Liberty Commerce and Agriculture

From Early American Life Magazine December 2011

When Port Jervis, New York based craftsman Peter Koenig began making trade and tavern signs, he found his greatest challenge was learning to throw the breaks on the impulse for artistic perfection.  Many antique signs have more in common with the work you’d see taped to the wall in an elementary school art room than a professional gallery.  For a classically trained realist painter like Koenig, the switch to the awkward style carried a learning curve.

“I used to spend years struggling and agonizing to get a figurative line correct,” Koenig explained with a laugh. “Now I had to make an arm that was the size of a body and other weird stuff.  So I had a lot of learning to do in that way to make things look naive but believable.  And that’s the charm to these pieces.”

Koenig drifted into sign work after finding some success reproducing antique picture frames.  Eventually customers began asking for signs.  He researched historical pieces and modern reproductions and felt he could do better.  Although the simplistic images of tavern and trade signs weren’t much of an artistic challenge, Koenig found an area to “obsess” over, as he put it, one that colors his whole body of work.  His signs are unique in that he channels his creative energies as much into the surface as the design.  For Koenig, the antique pieces are attractive because they proudly sport their historical wear and tear…and reproducing the stress marks of time past is his main objective.

“Everyone is always screaming about the patina, the patina, the patina,” he said.  “Ninety percent of the beauty of these pieces is certainly in the surface of it, the age of it, how it looks.”

His goal is for a surface that’s cracked and chipped, with different layers of past paint peeking out from the gaps and holes.  However, many of the techniques for reproducing the antique look didn’t sit right with Koenig, so through trial and error he developed his own process.  The right wood is key, and he prefers working with old barn wood.  He begins each piece with a thick plastery paint for a base coat that works well on the cracked surface.  As he paints on the design, he adds a series of oil glazes.  But as paint goes on, it systematically comes off…Koenig is constantly distressing the surface as he goes.

“I use different tools, it could be anything that gives a mark to a ding or a chip,” he explained.  “It could be an old farm implement.  Or I use a chisel to pop the surface.  I’ve even simulated bullet holes and worm holes with drill bits.”

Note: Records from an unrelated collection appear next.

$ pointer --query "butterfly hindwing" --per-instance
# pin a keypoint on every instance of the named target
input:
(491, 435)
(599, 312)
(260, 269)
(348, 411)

That process results in signs that can cost as much as $2000, although simpler versions start at $150.  To finish off the desired antique look, Koenig fastens his signs with metal hardware from the period.  If he can’t find antique material, he’ll weather metal pieces using a variety of tricks, including soaking the pieces in vinegar or leaving them outside to take the brunt of the weather.

“You just have to use that Yankee ingenuity to find ways to do it,” Koenig said.